§ 1
Elk verzoek tot verandering van naam of voornamen wordt geformuleerd door de betrokkene zelf of door zijn wettelijke vertegenwoordiger.
§ 2
[Met uitzondering van de verzoeken op grond van artikel 370/8/1 wordt het verzoek tot naamsverandering gericht aan de minister van Justitie, overeenkomstig artikel 370/4, § 1.]
Het verzoek is ontvankelijk indien het registratierecht bedoeld in artikel 249 van het Wetboek der registratie-, hypotheek- en griffierechten werd voldaan.
[§ 2/1
In voorkomend geval verzoekt de ambtenaar van de voor naamsveranderingen bevoegde dienst aangewezen door de Koning, aan de ambtenaar van de burgerlijke stand die beschikt over de buitenlandse akte of de buitenlandse rechterlijke of administratieve beslissing die aan de basis lag van een voorafgaande naamsverandering tot opname ervan in de DABS.
]
§ 3 [
Elke persoon die van voornamen wenst te veranderen, dient daartoe een verzoek in bij de bevoegde ambtenaar van de burgerlijke stand.
]
§ 4
[Elke persoon die de overtuiging heeft dat de voornaam niet overeenkomt met zijn innerlijk beleefde genderidentiteit, voegt bij zijn verzoek een verklaring op eer daarover.]
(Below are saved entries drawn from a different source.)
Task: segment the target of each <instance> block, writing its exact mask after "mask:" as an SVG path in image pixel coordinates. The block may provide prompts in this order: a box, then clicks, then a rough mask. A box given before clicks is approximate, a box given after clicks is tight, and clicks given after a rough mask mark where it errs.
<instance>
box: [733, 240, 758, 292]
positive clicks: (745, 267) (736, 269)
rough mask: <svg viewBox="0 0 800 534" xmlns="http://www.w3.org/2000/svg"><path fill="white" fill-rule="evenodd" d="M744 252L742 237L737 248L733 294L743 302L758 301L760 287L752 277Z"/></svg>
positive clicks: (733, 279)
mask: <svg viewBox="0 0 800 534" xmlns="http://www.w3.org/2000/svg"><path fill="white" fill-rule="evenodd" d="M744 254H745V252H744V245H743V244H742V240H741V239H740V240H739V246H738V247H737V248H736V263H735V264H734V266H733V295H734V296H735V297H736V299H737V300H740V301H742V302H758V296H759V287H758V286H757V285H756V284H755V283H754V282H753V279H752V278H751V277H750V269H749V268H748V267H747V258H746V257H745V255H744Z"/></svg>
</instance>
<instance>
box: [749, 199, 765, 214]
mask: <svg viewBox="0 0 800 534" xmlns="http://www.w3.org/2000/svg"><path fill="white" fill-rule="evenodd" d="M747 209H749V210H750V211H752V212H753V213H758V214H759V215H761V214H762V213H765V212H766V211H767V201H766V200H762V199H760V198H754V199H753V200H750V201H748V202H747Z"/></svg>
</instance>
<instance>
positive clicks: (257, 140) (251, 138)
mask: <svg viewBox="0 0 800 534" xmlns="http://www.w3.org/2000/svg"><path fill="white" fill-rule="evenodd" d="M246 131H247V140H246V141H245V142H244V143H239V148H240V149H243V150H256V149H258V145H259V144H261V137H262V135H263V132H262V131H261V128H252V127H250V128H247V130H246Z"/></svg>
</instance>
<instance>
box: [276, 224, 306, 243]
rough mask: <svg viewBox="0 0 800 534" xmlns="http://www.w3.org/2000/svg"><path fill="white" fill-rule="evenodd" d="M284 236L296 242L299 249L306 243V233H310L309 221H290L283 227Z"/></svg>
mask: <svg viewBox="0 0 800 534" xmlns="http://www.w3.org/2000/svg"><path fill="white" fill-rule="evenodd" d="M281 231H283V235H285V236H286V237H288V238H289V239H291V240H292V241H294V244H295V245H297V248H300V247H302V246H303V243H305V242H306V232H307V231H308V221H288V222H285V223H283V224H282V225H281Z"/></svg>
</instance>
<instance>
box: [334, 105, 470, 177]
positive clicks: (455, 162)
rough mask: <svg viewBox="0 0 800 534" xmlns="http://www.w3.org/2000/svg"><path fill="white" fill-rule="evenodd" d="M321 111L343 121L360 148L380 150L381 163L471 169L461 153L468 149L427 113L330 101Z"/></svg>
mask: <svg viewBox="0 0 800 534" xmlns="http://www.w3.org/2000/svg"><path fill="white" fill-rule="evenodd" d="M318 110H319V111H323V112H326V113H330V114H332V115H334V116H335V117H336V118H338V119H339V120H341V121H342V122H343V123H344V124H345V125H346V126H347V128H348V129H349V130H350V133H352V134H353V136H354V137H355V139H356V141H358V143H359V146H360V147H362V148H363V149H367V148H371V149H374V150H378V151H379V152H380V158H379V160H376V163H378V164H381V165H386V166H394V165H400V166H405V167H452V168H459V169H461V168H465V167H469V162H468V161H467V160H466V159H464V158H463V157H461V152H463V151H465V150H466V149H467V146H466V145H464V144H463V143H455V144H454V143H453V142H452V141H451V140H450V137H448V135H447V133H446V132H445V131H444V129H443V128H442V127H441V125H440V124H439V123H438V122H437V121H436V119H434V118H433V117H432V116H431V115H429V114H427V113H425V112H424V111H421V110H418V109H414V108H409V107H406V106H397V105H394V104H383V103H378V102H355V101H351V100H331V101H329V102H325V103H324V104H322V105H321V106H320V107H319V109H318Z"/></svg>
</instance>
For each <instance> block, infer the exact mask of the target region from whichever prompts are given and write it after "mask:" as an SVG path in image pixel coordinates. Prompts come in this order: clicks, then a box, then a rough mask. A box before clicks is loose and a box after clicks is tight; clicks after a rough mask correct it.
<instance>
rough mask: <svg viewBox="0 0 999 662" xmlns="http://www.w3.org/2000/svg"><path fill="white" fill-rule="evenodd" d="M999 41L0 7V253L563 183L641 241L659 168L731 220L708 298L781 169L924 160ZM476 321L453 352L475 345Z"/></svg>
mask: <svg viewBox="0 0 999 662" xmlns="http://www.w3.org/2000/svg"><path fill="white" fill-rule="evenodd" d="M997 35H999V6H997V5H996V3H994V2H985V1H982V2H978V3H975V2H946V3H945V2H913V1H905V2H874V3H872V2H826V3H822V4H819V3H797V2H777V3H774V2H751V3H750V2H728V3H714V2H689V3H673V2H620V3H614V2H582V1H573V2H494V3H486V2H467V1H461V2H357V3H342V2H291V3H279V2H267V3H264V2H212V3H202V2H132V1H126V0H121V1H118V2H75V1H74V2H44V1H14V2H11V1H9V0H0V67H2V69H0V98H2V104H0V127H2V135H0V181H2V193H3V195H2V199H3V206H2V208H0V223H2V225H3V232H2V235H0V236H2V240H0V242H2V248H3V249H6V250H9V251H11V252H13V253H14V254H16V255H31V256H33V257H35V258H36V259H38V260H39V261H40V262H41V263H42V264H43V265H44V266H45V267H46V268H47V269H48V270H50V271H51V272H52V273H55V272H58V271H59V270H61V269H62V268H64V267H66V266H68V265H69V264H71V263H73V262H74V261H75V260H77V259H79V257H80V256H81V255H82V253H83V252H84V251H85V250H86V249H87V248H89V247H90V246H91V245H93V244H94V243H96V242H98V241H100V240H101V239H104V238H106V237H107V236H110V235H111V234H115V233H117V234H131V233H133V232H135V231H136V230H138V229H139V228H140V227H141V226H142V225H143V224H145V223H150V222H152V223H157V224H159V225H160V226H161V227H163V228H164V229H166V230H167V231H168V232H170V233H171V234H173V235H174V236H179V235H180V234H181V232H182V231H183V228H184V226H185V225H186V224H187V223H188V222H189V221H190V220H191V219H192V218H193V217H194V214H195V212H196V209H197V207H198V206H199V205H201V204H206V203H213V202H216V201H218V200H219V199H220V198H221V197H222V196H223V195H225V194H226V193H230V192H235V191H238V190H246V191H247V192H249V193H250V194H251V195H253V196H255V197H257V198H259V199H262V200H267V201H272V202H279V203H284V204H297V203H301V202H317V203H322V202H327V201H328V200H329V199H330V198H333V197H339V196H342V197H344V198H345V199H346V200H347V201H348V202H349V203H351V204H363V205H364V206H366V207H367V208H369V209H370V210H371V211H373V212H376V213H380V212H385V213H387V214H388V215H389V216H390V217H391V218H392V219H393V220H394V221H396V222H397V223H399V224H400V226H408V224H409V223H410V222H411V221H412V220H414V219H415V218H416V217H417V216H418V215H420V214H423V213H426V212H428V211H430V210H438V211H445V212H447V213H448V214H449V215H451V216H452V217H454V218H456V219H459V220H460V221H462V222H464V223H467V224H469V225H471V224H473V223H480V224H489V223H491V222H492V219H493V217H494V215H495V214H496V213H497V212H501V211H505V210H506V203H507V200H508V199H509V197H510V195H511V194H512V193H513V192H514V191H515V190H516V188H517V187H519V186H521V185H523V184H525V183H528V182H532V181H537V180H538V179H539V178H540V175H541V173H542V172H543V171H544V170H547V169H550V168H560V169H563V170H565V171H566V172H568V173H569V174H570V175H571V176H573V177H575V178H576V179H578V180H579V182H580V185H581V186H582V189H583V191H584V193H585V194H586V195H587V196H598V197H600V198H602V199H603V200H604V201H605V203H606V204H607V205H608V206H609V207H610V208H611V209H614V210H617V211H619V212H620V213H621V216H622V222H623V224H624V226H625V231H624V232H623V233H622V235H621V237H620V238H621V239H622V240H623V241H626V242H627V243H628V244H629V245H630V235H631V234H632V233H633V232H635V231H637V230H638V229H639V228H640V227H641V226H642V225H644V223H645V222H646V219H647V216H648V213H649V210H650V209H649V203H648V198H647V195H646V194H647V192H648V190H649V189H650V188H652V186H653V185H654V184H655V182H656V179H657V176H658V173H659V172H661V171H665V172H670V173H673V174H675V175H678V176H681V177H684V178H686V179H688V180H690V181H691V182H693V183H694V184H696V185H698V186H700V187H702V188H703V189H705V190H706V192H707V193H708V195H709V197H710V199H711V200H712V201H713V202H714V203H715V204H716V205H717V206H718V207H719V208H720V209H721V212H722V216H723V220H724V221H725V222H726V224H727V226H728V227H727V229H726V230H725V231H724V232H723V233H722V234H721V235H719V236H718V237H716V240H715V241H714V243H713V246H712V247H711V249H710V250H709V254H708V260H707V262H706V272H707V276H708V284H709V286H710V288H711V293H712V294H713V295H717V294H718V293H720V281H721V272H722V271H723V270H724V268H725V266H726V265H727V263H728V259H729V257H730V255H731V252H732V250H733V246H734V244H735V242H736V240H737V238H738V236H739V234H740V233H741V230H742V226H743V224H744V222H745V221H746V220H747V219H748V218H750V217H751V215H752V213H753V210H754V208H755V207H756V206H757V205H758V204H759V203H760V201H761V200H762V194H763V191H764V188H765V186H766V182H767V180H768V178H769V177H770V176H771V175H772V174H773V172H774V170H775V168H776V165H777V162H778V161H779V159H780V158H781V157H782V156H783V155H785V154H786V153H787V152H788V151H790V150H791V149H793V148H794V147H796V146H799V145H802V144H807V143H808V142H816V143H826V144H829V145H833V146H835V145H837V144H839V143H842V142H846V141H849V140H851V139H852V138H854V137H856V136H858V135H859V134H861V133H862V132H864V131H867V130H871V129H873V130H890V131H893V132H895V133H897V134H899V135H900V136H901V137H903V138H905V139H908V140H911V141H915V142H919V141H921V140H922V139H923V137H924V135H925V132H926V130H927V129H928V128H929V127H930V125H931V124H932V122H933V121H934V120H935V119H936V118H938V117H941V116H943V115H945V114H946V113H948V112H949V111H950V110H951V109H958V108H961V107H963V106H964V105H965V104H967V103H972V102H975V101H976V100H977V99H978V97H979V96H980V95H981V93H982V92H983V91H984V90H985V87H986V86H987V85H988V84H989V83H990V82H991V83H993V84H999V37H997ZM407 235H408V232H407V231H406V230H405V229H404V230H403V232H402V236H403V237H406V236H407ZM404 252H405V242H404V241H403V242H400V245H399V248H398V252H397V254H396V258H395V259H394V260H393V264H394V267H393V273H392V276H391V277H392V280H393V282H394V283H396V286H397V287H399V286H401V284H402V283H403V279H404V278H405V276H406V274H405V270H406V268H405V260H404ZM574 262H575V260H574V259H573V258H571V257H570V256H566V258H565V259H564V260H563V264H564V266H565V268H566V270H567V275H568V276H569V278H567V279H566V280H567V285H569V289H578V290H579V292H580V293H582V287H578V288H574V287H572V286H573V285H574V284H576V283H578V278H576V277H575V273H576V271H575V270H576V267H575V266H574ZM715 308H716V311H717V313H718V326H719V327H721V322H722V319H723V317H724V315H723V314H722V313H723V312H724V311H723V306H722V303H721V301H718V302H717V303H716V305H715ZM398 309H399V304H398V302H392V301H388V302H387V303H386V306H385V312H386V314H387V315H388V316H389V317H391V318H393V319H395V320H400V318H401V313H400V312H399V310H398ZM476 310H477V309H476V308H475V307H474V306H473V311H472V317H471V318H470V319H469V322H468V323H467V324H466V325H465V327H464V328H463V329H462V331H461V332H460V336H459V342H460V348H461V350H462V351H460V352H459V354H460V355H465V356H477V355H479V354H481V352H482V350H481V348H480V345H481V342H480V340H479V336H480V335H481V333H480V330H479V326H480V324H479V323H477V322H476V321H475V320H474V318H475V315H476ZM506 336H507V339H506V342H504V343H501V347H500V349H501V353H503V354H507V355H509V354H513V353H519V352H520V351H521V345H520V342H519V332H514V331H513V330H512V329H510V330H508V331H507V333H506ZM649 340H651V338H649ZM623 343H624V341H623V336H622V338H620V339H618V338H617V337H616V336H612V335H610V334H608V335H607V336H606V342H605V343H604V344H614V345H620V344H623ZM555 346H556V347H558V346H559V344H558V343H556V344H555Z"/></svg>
De niet-ontvoogde minderjarige kan vanaf de leeftijd van twaalf jaar om de voornaamsverandering verzoeken om deze reden, met bijstand van zijn ouders of zijn wettelijke vertegenwoordiger.
Ingeval deze personen weigeren om de niet-ontvoogde minderjarige bij te staan, kan de minderjarige de familierechtbank bij verzoekschrift, ondertekend door hemzelf of zijn advocaat verzoeken hem te machtigen om deze handeling met bijstand van een voogd ad hoc te verrichten.
[...]
Art. ingevoegd bij art. 62 Wet 18 juni 2018 (BS 2 juli 2018), met ingang van 31 maart 2019 (art. 118, zelf gewijzigd bij art. 186 Wet 21 december 2018 (BS 31 december 2018 (ed. 1))).